Before St Thomas Aquinas reformed the church through philosophy, scientific research would be considered heresy and could get you killed. St Thomas Aquinas studied from St Albert Magnus, from Latin translations made in Spain after the fall of the Al-Andalus (Islamic Spain).
Copernicus developed his theories by studying the Alphonsine tables, compilation of observations made by ancient astronomers. The Alphonsine tables were also Latin translations made in Spain.

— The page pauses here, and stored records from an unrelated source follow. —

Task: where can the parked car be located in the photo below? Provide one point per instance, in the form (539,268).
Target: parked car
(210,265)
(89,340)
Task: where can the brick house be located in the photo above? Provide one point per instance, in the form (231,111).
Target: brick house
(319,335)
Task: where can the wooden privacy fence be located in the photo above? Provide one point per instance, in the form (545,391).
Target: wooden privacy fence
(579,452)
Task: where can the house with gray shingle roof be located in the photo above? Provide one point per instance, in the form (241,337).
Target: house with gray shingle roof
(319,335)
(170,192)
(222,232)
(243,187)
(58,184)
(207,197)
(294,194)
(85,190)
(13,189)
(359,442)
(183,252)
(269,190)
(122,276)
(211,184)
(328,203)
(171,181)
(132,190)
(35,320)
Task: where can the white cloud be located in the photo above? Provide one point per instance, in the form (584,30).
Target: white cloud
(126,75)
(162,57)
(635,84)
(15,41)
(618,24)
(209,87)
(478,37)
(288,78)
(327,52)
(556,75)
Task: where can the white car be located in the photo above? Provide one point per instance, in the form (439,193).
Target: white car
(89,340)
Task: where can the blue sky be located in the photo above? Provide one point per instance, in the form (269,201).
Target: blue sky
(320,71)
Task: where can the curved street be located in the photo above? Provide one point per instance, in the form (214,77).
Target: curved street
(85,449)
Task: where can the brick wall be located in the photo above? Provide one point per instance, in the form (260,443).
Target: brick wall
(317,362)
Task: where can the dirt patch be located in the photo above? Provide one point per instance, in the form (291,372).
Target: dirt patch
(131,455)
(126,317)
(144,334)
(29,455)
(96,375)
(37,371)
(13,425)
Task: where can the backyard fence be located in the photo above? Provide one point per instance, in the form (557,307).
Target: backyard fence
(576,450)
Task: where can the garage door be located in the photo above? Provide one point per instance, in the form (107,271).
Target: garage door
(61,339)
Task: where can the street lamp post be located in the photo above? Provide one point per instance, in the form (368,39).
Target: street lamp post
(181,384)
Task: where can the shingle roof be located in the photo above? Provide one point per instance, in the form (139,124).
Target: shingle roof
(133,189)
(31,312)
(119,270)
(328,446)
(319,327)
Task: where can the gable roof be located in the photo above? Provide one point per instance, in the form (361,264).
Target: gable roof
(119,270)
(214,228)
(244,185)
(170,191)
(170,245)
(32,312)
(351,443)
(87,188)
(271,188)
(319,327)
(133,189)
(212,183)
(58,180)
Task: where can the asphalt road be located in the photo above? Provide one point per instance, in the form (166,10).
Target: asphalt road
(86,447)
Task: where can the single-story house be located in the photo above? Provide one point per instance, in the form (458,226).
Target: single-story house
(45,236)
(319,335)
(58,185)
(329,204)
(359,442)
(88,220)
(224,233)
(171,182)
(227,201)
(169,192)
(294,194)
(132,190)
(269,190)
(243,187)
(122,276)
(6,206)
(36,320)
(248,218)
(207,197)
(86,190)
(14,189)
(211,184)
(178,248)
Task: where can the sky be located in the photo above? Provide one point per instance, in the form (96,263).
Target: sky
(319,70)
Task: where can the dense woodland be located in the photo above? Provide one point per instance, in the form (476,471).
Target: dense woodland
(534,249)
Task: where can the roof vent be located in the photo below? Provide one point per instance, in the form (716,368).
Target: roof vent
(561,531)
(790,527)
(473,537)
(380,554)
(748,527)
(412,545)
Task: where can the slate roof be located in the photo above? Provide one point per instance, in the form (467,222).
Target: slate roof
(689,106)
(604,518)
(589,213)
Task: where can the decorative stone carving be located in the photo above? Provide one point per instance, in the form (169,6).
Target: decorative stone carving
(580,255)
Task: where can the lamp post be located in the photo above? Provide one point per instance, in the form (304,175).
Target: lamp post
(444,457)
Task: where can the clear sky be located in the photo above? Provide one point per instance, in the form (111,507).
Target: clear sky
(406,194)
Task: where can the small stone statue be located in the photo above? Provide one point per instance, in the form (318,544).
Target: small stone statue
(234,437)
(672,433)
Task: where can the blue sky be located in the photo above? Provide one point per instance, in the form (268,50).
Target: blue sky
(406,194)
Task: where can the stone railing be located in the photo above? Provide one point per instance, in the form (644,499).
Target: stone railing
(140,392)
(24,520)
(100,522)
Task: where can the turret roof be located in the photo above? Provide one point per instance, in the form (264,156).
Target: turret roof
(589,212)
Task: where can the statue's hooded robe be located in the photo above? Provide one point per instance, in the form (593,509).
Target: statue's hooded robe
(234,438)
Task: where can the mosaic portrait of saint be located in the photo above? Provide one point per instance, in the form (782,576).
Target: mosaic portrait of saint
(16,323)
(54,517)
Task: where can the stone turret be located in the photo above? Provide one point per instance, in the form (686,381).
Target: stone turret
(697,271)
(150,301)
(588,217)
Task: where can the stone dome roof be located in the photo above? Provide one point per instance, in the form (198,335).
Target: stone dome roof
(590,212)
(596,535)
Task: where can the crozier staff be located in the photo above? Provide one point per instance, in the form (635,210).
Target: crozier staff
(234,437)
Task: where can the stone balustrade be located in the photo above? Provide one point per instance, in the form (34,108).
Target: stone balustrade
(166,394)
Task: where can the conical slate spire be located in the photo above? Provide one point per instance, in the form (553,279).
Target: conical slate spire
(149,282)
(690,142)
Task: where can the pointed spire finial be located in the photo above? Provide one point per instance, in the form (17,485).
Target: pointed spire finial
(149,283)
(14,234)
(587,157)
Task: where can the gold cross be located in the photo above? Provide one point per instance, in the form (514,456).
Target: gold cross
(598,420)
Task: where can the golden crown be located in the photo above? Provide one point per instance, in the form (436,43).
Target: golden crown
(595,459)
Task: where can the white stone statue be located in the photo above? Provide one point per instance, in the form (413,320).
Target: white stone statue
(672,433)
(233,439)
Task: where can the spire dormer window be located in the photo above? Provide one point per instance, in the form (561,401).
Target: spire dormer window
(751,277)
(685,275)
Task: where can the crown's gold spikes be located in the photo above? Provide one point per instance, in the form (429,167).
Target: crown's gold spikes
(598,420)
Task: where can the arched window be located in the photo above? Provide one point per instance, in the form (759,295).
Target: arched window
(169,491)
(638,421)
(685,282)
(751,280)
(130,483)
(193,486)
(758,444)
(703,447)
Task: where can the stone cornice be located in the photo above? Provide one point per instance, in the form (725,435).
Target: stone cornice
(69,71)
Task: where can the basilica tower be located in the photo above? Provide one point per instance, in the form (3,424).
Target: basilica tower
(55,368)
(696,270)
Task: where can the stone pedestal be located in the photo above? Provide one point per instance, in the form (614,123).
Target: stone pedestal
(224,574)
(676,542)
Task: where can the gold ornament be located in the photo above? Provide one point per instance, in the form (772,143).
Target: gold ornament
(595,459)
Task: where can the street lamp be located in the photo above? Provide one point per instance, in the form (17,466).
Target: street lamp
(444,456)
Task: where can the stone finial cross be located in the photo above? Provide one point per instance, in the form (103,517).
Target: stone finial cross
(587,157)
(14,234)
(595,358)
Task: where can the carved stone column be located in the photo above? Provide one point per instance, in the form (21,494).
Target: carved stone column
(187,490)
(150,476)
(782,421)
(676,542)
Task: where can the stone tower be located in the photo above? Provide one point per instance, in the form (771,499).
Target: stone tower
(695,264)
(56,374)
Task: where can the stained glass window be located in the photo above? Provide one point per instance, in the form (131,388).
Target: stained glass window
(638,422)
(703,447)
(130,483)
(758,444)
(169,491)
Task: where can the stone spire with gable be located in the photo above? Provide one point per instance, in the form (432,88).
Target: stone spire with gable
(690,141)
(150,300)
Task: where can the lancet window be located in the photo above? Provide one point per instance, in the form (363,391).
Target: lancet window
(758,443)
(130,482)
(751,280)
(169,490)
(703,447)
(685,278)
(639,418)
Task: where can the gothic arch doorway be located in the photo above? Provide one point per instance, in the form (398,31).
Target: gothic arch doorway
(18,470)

Take away the Alphonsine tables and modern numerals and you've got no Copernicus, no Galileo, no Newton. Take away paper or secularism and you get nothing at all.
Europe continued the work of fallen civilizations, did not figure it out everything from scratch.
This line of reasoning is silly. I suppose all technology comes from Homo Australopithecus since they were the first to bang two rocks together, and they were the true origin of the Renaissance?
I'm all for acknowledging eurocentrism, but this euro-bashing is ridiculous. If these "prerequisites" were all that were needed to kickstart the Renaissance, why did it not occur in the middle east, for instance, where all of these elements were also present?
Because the Mongols destroyed them after they refused to pay tribute.
Knowledge is passed generation to generation, and if you interrupt that, it's hard to recover from. Mongols destroyed everything, including libraries and killed most scholars.
That void was filled with tribes that were not secular.
I think that's wholly simplistic. What about regions who beat off the Mongols, such as the Mameluks? Or people who weren't that affected, like the Ottomans.
For that matter, I'd be interested in your theory as to why the Ottoman empire failed to develop any intellectual tradition of note, while Europe was soaring.
Russians greatly suffered under the mongols but eventually became a superpower. China lost half its population but rebounded pretty quickly.
Edit: "Mongols destroyed libraries" afaik, they destroyed the library of Baghdad but that's about it.
Also, the Mongols were not the only ones to destroy libraries. Iirc the library of Cordoba, the biggest and most advanced of its time, was burned down by the Caliph because it was deemed too un-islamic.
I am talking about the Siege of Baghdad (1258). You are talking about a period of time after the death of Kublai Khan (1294) where the Mongols were already divided into smaller regions.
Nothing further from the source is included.